The recent Business Roundtable (BRT), which includes CEO’s of some of the largest companies in America, revised their definition of the purpose of a corporation. The revised purpose statement, signed by 181 of their members, has focused more attention on ESG, environmental, social and governance issues.
For the first time in the history of BRT, the major focus is not just on profitability. There is a subtle move away from the definition of business they had previously followed; that of shareholder value as embodied by Nobel economist Milton Freidman. Friedman in 1970 stated, “But the doctrine of social responsibility taken seriously would extend the scope of the political mechanism to every human activity…. in such society there is one and only one social responsibility of business, to use its resources and engage in activities designed to increase its profits so long as it stays within the rules of the game, which is to say, engages in fair competition without deception or fraud.”
And for over 47 years the Business Roundtable, an association of CEOs of 193 companies with over $7 trillion in revenue and almost 15 million employees, followed his advice. Shareholder primacy was first and foremost for most American businesses and it was about providing returns to its shareholders.
Smart move, as today’s consumers want to buy from companies that reflect their business values. Business itself creates tremendous value. It’s a given that companies must make a profit in order to be sustainable and BRT is recognizing that the new economy must take into consideration ESG factors and embrace all stakeholders, not just shareholders.
If you’re going to compete in today’s market, a culture of respect, collaboration and engagement needs to be part of the mission. Thomas Reuters, quoted in the most recent NASDAQ reporting guide, says, “ESG is no longer purely ethical, but rather a financially motivated search for enlightened management, best practices and long-term results.
It is estimated that 80% of CEO’s believe demonstrating a commitment to society is important and look to sustainability ratings for guidance and benchmarking. An estimated $30 trillion of assets are invested worldwide that rely in some way on ESG information, up 34% since 2016.
While BRT claims “Each of our stakeholders is essential. We commit to deliver value to all of them, for the future success of our companies, our communities and our country,” how this initiative will be measured is still in question.
There is a lot of ambiguity around the metrics tied to ESG. And so, while sustainable investing seeks to drive positive ESG change alongside financial results and uses these three factors, employees, investors and customers in measuring sustainability and ethical impact in investing, there is still far to go.
While the EU has made great strides in developing measurement, primarily around environmental factors and diversity, surprisingly our own NASDAQ has had a formal, voluntary, corporate sustainability program in place for about six years that focuses on the market impact of sustainability issues.
NASDAQ states that ESG “is an effective and mutually beneficial communication channel between public companies and the investment community.” They believe that how a company manages ESG “undoubtedly had measurably financial consequences.” These broad sets of ESG considerations “may impact a company’s ability to execute its business strategy and create value over the long term.”

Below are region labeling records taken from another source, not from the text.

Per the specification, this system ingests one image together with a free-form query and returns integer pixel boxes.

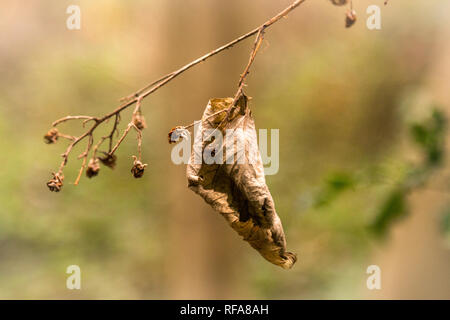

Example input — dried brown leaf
[187,98,297,269]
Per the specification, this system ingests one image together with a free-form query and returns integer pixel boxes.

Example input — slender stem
[53,0,306,183]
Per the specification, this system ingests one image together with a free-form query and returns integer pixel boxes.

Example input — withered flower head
[47,172,64,192]
[331,0,348,6]
[44,128,59,144]
[98,152,117,169]
[168,126,190,143]
[133,113,147,130]
[345,10,356,28]
[131,156,147,178]
[86,158,100,178]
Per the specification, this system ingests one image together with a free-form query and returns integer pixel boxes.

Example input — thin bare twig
[46,0,306,184]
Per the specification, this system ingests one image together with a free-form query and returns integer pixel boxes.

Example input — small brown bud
[86,158,100,178]
[131,156,147,179]
[331,0,348,6]
[345,10,356,28]
[133,113,147,130]
[98,153,117,169]
[44,128,59,144]
[47,173,64,192]
[168,126,190,143]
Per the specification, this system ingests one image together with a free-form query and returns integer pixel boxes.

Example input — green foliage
[315,108,450,236]
[441,207,450,240]
[371,109,446,235]
[370,188,407,235]
[410,109,447,166]
[315,171,357,207]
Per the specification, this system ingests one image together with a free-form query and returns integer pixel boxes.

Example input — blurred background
[0,0,450,299]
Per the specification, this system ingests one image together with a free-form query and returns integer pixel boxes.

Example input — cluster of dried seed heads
[131,156,147,178]
[44,128,59,144]
[86,158,100,178]
[44,108,147,192]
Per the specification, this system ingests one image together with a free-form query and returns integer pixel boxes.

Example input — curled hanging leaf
[345,10,356,28]
[187,98,297,269]
[133,113,147,130]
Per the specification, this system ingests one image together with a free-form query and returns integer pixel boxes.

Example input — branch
[45,0,306,191]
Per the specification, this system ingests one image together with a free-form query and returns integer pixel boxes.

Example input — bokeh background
[0,0,450,299]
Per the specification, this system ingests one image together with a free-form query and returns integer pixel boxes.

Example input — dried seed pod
[330,0,348,6]
[98,152,117,169]
[86,158,100,178]
[168,126,190,143]
[133,113,147,130]
[345,10,356,28]
[131,156,147,179]
[47,172,64,192]
[44,128,59,144]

NASDAQ has prepared a list of the most persuasive and pervasive ESG metrics, which they base on five key factors: precedent, prevalence, potential, perspective and practicality.

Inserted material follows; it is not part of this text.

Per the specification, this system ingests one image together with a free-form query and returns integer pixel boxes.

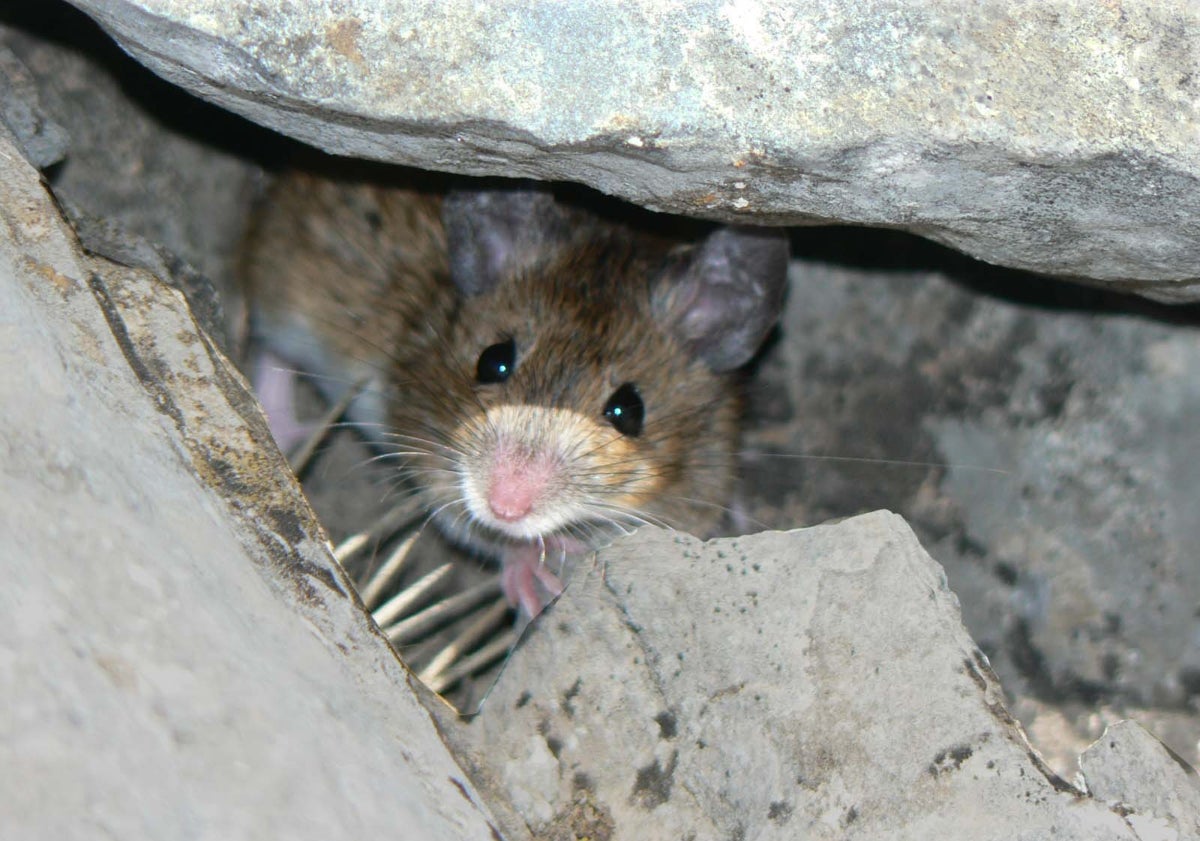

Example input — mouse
[239,170,788,618]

While still ambiguous, there is no doubt that BRT’s new statement of purpose focusing on ESG and the business and investment community realizing that if they are going to compete and succeed in the next 20 years they’d best pay attention to this growing measurement and go beyond just governance and profit issues.

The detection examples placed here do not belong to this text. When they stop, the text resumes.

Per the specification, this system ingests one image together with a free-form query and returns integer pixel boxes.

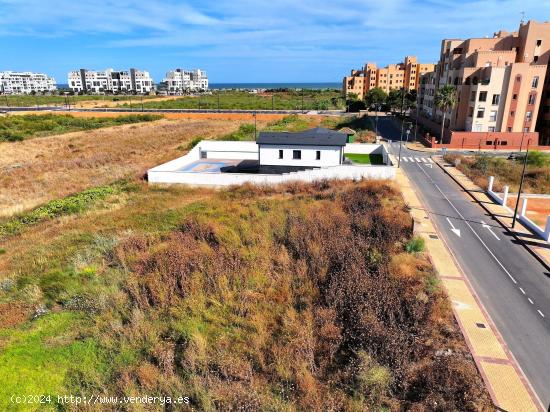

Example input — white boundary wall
[147,140,396,186]
[487,176,550,242]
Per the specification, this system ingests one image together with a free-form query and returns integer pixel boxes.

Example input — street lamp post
[253,112,256,141]
[414,92,419,142]
[512,139,531,229]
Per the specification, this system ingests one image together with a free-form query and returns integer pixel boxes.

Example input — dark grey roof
[257,127,348,146]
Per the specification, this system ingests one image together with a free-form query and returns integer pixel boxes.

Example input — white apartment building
[163,69,208,94]
[0,71,57,94]
[68,69,154,94]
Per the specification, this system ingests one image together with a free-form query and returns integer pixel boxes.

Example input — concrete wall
[260,145,342,167]
[148,165,395,187]
[147,140,396,186]
[201,140,258,160]
[487,176,550,242]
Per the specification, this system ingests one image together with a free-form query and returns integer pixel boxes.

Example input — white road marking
[481,220,500,240]
[418,165,518,284]
[447,218,460,237]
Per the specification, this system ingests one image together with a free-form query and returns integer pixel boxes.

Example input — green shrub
[405,236,426,253]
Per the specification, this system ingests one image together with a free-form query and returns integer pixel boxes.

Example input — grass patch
[0,182,131,239]
[0,114,162,142]
[122,90,343,110]
[344,153,384,165]
[0,312,107,411]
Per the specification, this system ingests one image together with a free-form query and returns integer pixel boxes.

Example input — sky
[0,0,550,83]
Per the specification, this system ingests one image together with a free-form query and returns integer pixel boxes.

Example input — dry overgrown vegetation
[0,116,268,217]
[0,182,491,411]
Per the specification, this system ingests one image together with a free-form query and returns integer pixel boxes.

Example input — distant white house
[0,71,57,94]
[257,127,348,168]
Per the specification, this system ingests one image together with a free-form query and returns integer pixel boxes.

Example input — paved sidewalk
[433,156,550,270]
[396,163,543,412]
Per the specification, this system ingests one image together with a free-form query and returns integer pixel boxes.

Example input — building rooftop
[257,127,348,146]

I recently attended a workshop sponsored by the Institute for Excellence in Corporate Governance (IECG) at UT Dallas’ Naveen Jindal School of Business, which focused on BRT’s new purpose and ESG.
The panel of experts talked about how they implemented ESG in their own companies. Moderated by Marc Hodak, Partner at Farient Advisors and an IECG board member, the panel discussed that investors want to hear how companies are addressing broader stakeholder concerns.
Their questions were provocative and promoted a lot of discussion:
- How does your company view ESG?
- How does it relate to your strategy and success?
- Does your company support specific ESG initiatives and/or are ESG related programs incorporated into your core business processes?
- How do you measure progress in ESG and how do you communicate that progress internally and externally?
- How do ESG initiatives translate into financial results?
- How do they impact your company’s bottom line?
How would you answer some of these? We’re going to be hearing a lot more about the “new” purpose of a corporation. So, thank you, BRT, for stepping out in this area. Still, there is a question about what the best metrics are to apply to ESG initiatives, and I look forward to researching, learning more and sharing this timely and pertinent information.